There are times when you have to sit back, recognize & acknowledge those who were supportive in your journey on becoming a physician. Unfortunately, this particular medicine resident isn’t one of those people. I am writing this to serve as encouragement for those who while on the road to their dream might run into obstacles set to deter you.
I was starting my second month of Internal Medicine and by this time I was pretty sure that this was the field that I wanted to specialize in. I was one of two students along with three residents, with Dr. Klienman-Allen being the senior. It was obvious in the beginning of the rotation she clearly had some internal issue with me because she would often go out her way to reprimand me for things that both the students & even the other residents were guilty of including getting to the hospital “late” but due to my laid back demeanor I never really give it any much more thought. Similar situations continued to occur throughout the month, so needless to say I began counting down the days till it was over & I wouldn’t have to see her no longer on consistent basis.
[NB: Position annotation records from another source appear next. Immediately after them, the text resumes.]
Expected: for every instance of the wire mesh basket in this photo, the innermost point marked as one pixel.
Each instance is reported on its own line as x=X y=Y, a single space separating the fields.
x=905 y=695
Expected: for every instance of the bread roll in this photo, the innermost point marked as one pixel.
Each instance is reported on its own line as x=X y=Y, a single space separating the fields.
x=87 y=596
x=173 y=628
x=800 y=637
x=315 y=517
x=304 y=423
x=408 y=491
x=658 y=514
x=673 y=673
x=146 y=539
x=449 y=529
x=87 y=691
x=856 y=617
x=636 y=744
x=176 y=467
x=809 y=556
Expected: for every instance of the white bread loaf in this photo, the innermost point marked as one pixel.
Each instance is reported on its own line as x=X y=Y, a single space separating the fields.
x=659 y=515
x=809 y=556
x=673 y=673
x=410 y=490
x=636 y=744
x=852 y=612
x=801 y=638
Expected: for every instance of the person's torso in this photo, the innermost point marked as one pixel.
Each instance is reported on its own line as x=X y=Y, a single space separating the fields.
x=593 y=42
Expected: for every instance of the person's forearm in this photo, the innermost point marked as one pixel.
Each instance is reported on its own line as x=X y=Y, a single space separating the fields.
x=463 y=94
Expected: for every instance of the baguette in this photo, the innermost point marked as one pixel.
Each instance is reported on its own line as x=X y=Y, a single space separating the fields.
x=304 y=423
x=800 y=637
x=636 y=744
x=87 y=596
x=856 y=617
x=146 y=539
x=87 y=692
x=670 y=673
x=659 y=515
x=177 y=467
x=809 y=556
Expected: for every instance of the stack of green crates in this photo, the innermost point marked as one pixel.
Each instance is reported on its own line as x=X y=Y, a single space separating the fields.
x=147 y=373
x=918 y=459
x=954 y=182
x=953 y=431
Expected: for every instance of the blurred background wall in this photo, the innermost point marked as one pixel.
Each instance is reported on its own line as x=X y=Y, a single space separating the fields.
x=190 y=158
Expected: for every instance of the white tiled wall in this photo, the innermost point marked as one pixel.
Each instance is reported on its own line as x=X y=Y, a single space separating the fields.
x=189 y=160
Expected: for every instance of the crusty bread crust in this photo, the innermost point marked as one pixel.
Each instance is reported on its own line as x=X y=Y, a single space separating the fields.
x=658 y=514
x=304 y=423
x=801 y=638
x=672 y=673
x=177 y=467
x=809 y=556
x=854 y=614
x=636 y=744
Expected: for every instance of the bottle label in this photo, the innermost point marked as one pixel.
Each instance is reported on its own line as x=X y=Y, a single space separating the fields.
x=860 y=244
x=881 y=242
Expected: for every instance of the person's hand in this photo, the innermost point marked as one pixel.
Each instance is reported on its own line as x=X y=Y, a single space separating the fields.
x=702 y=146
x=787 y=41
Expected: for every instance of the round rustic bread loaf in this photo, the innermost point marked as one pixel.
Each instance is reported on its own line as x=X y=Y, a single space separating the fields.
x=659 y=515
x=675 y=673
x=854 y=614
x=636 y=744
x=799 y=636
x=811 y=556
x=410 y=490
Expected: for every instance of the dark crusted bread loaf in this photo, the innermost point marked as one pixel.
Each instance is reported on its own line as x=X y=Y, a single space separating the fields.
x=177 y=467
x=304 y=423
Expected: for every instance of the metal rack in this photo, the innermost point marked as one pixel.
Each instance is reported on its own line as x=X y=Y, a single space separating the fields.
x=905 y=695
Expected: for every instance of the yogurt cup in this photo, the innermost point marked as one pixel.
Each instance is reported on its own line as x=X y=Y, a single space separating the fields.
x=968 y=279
Then comes the LAST day of the rotation where the attending and I got into it because I didn’t know whether a patient still had his JP drains in from a emergent surgery he had a couple days prior. For those who know the attending he can have his PMS-like days & this was one of them so he sent me home & left it to resident to give me my grade for the rotation. I didn’t think much of it because again this was the LAST day of the rotation & since there clearly wasn’t any major issues prior to this event what’s the worst that could happen. Little did I know that Dr. Klienman-Allen would spend the next 2 weeks thinking/imagining/embellishing things to put in my evaluation because I found out half way through my next rotation that I failed the previous one. Up to the point where I was labeled the “trouble student” at Palmetto, which is funny on so many different levels.  So here I am gung-ho Internal Medicine & I failed my second month out but had no clue as to why.
Almost into the 3rd week of the next rotation I had to sit in front of this committee at NSU filled with professors, & administrators trying to explain my actions & why I didn’t deserve to fail the rotation. At the time I still hadn’t seen my evaluation which the resident clearly made a point for me not to see so the first time I get to actually see what I had been accused of was during the meeting. I was so surprised at the amount of lies & over exaggerations that I was literally speechless( which is very rare for me). I was being blamed for things that any malpractice lawyer would have salivated over and the only thing I could think about is how could anyone with knowledge of how Palmetto General Hospital works actually think that it could be possible for a student to be responsible for so much without ANY checks & balances from the 3 residents & attending on the service.
Here I was thinking that my career in Internal Medicine was over before it even started, how was I going to explain to program directors how I could fail the second month of Internal Medicine & still want to go into it. There wasn’t any time to sulk because I knew the spot light would be on me for the entire duration at the hospital, which was about 6 months. I busted my behind through Cardiology, Gyn-Onc., Surgery & Psychiatry to end my time there at Palmetto on a high note. What helped get me through this extremely concerning time was the faith & belief I had in myself and I just took a stand that regardless of how Dr. Kleinman-Allen felt about me I knew that I was going to be an Internal Medicine physician.
Fast forward and I am on the way to Columbia Hospital for Internal Medicine and truly believe that she is responsible for strengthening my drive to want to become the best Internal Medicine physician I can be and for that I thank her.